Las primeras comunidades cristianas vivieron años muy
difíciles. Perdidos en el vasto Imperio de Roma, en medio de conflictos y
persecuciones, aquellos cristianos buscaban fuerza y aliento esperando la
pronta venida de Jesús y recordando sus palabras: “Vigilad. Vivid despiertos. Tened los ojos abiertos. Estad alerta”.
¿Significan todavía algo para nosotros las llamadas de Jesús
a vivir despiertos?
¿Qué es hoy para los cristianos poner nuestra esperanza en
Dios viviendo con los ojos abiertos?
¿Dejaremos que se agote definitivamente en nuestro mundo
secular la esperanza en una última justicia de Dios para esa inmensa mayoría de
víctimas inocentes que sufren sin culpa alguna?
Precisamente, la manera más fácil de falsear la esperanza
cristiana es esperar de Dios nuestra salvación eterna, mientras damos la
espalda al sufrimiento que hay ahora mismo en el mundo. Un día tendremos que
reconocer nuestra ceguera ante Cristo Juez: ¿Cuándo te vimos hambriento o
sediento, extranjero o desnudo, enfermo o en la cárcel, y no te asistimos? Este
será nuestro dialogo final con él si vivimos con los ojos cerrados.

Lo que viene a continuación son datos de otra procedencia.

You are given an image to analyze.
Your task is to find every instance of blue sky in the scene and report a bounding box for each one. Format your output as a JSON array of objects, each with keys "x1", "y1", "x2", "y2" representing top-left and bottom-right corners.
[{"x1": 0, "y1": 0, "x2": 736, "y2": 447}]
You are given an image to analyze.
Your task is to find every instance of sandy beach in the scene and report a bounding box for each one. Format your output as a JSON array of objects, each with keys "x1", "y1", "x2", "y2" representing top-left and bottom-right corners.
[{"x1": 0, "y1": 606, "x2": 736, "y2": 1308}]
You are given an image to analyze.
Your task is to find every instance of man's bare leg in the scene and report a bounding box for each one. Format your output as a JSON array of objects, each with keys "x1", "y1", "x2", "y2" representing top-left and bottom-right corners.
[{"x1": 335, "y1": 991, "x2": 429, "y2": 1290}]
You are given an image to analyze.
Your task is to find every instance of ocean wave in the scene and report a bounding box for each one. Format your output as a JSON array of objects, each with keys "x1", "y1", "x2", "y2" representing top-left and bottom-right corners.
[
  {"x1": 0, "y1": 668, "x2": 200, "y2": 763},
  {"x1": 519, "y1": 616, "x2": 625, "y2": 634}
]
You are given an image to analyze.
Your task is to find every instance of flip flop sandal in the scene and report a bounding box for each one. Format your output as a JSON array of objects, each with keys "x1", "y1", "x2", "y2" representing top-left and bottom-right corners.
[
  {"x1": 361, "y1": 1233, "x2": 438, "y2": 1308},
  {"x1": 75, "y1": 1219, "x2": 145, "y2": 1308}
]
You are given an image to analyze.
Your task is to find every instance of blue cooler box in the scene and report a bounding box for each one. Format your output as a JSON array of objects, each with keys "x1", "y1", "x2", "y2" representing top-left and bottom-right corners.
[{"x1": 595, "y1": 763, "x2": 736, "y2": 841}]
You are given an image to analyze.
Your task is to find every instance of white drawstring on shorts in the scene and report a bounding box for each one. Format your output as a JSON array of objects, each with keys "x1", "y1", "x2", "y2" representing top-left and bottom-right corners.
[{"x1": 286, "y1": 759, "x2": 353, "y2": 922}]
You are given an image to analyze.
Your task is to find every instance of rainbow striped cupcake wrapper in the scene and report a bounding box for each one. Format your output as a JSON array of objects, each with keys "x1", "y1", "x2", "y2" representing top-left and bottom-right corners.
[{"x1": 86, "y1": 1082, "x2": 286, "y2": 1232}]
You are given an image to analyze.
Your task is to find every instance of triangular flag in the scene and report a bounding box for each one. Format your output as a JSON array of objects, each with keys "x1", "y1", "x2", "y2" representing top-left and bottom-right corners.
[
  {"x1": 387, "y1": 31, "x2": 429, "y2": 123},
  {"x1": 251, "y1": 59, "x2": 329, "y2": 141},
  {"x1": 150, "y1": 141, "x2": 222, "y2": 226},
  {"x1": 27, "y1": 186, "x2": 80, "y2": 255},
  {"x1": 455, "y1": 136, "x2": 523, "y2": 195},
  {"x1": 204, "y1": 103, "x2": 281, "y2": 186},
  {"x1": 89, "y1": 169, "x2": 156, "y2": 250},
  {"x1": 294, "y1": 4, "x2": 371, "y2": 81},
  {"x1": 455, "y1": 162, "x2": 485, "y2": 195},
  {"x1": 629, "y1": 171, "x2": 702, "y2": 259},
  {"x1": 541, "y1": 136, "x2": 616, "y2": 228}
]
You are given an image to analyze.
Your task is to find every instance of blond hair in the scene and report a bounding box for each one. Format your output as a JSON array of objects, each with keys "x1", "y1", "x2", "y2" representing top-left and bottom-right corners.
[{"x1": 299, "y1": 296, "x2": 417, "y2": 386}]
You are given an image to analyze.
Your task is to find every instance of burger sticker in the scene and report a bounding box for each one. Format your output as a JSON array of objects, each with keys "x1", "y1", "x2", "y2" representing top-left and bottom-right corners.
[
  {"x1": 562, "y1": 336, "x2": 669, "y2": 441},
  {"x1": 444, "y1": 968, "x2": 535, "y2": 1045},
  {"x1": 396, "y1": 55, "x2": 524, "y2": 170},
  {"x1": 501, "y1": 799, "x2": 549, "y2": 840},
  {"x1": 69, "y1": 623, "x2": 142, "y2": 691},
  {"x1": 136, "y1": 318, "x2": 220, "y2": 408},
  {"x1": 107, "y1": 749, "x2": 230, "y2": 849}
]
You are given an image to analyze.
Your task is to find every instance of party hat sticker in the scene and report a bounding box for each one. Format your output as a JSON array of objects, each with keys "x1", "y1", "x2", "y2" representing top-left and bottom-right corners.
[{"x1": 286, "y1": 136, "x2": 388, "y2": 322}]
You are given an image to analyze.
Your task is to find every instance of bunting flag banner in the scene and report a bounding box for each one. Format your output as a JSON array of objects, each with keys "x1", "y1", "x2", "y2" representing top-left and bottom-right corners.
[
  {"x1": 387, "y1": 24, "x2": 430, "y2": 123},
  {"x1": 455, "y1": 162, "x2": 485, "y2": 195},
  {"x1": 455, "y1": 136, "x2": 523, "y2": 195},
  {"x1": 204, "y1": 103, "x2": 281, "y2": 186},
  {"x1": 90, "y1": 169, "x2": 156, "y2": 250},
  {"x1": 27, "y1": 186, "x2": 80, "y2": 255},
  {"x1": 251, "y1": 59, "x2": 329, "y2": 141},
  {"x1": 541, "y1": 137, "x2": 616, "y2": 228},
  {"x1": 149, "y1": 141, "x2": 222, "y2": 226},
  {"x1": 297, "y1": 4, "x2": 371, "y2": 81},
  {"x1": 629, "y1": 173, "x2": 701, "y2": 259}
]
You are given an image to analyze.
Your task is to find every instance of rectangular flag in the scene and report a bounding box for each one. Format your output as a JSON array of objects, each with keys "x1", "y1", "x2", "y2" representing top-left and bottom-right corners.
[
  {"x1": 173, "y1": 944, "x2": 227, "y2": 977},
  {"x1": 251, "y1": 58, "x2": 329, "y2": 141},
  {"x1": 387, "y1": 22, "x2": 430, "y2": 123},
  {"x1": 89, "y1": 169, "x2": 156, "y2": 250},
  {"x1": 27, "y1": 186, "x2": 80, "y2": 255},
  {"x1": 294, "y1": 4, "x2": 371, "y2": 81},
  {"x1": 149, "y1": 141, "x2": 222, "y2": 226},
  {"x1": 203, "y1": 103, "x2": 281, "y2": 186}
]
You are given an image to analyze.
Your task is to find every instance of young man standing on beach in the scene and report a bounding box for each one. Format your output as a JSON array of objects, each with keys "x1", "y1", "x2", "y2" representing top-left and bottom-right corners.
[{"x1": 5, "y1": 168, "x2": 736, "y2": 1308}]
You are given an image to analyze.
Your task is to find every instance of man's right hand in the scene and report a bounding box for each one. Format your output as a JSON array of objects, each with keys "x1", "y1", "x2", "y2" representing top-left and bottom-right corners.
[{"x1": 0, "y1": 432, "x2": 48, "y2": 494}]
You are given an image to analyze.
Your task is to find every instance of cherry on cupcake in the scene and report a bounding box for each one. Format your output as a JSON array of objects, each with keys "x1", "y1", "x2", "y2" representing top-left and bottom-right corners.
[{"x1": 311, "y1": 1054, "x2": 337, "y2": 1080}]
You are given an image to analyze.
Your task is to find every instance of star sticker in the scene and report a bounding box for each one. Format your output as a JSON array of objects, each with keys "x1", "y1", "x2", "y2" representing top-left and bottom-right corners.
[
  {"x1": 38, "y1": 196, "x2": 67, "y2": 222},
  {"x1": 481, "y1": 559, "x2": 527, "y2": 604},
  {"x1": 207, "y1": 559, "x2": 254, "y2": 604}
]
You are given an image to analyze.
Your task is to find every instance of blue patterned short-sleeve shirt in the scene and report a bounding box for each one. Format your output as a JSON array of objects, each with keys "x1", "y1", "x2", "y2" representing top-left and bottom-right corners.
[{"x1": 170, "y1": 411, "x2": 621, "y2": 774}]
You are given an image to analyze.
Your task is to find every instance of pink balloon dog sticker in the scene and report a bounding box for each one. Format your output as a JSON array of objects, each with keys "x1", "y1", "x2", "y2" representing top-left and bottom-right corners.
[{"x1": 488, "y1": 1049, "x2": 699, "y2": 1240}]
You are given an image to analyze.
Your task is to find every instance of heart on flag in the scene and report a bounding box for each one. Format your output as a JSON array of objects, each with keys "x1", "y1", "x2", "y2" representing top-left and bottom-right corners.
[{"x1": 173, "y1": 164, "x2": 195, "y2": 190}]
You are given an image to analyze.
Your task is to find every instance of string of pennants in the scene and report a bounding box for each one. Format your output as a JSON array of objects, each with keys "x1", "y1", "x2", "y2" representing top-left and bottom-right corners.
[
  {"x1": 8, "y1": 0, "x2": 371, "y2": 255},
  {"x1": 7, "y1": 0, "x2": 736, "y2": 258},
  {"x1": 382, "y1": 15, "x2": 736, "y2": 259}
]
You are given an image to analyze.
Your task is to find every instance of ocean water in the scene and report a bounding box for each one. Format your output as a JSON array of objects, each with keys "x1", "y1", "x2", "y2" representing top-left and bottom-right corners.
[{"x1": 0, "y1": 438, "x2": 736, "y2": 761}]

Hemos de despertar y abrir bien los ojos. Vivir vigilantes
para mirar más allá de nuestros pequeños intereses y preocupaciones. La
esperanza del cristiano no es una actitud ciega, pues no olvida nunca a los que
sufren. La espiritualidad cristiana no consiste solo en una mirada hacia el
interior, pues su corazón está atento a quienes viven abandonados a su suerte.
En las comunidades cristianas hemos de cuidar cada vez más
que nuestro modo de vivir la esperanza no nos lleve a la indiferencia o el
olvido de los pobres. No podemos aislarnos en la religión para no oír el clamor
de los que mueren diariamente de hambre. No nos está permitido alimentar
nuestra ilusión de inocencia para defender nuestra tranquilidad.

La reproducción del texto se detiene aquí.